When an American asks me about a major personality or cultural event in China, I cannot just click on wikipedia.com and show them a concise description. I don't have that luxury. Instead, what I use is a kind of cross-cultural profiling system to help Americans better understand our own celebrities.
For example, the classic fantasy novel Journey to the West (a.k.a. Monkey King) is China's equivalent of The Lord of the Ring and Harry Potter combined. A Dream of the Red Mansions? It has the minutiae of Jane Austin coupled with the grandeur of Shakespeare. I'm sure Cao Xueqin or the Bard did not know the other existed.
Nowadays we are hooked to the global village in the world of television. Supergirls is an imitation of American Idol, which in turn is an imitation of Pop Idol. Let's Shake It borrowed the concept from So You Think You Can Dance. Many more Chinese shows wanted to clone Friends, Sex and the City, Survivor, among others, but flopped.
Chinese people often ask me: Does America have a show like our Spring Festival gala? Well, I stumble: There is The Kennedy Center Honors, which highlights three stars instead of our line-up of 3,000. The New Year countdown at Time Square is certainly more densely populated, but the host Dick Clark is older than Zhao Zhongxiang and Ni Ping combined.
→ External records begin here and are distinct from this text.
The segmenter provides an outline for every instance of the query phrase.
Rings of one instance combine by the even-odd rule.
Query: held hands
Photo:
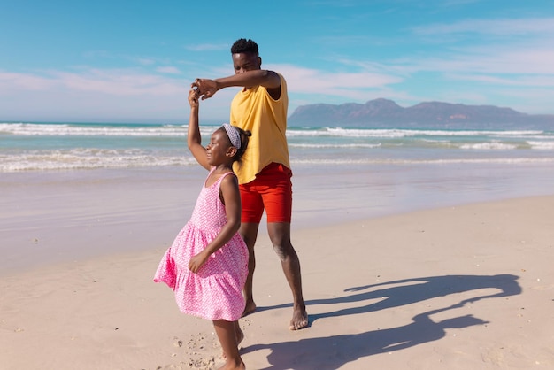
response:
[[[217,82],[208,79],[196,79],[190,87],[196,91],[198,96],[202,96],[202,100],[213,96],[219,90]]]
[[[202,267],[204,264],[206,262],[206,260],[208,259],[208,257],[210,257],[210,256],[205,256],[204,254],[205,253],[204,252],[200,252],[196,254],[196,256],[194,256],[192,258],[190,258],[190,260],[189,261],[189,270],[196,274],[198,270],[200,270],[200,267]]]
[[[189,91],[189,104],[190,104],[190,108],[197,108],[200,105],[198,96],[198,90],[191,89],[190,91]]]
I heard that in the 1970s, when television sets were scarce in China, we always aired on Lunar New Year's Eve The White-Haired Girl, in which the evil landlord kills the poor farmer and is later killed by a bunch of revolutionary farmers. In the US, the perennial favorite on Christmas Eve is It's a Wonderful Life, about a man who wants to kill himself but is saved by an angel. If we had a comparable feel-good movie, we'd broadcast it repeatedly because we no longer advocate revenge against evil landlords or real-estate developers. We need harmony.
For a while, every Western newspaper would stick the label of "China's Oprah" to every high profile Chinese woman. That, to me, is professional laziness and cultural inertia. Hung Huang is not China's Oprah. The closest she will come to is China's Rosie O'Donnell. Chen Luyu of Pheonix TV must be fuming: She is the one who exchanged a weekly celebrity interview for daily dispensing of chicken-soup and warm fuzzy gossip.
Faye Wong has a certain resemblance to Alanis Morissette, among others, but with a longer shelf life. Supergirl Zhang Liangying is desperately taking on the mantle of Mariah Carey, not realizing how tacky the latter is. Her nemesis Li Yuchun is comfortably in the mode of k.d. lang.
Paris Hilton in the eyes of Americans is almost like what Sister Hibiscus is to Chinese even though they come from disparate family backgrounds. One was born with a silver spoon in her mouth, the other with a broken chopstick. One has a svelte figure while the other tries to fit into the S-shape. But they are both famous for being famous, with no tangible talent to back up their fame or is it notoriety?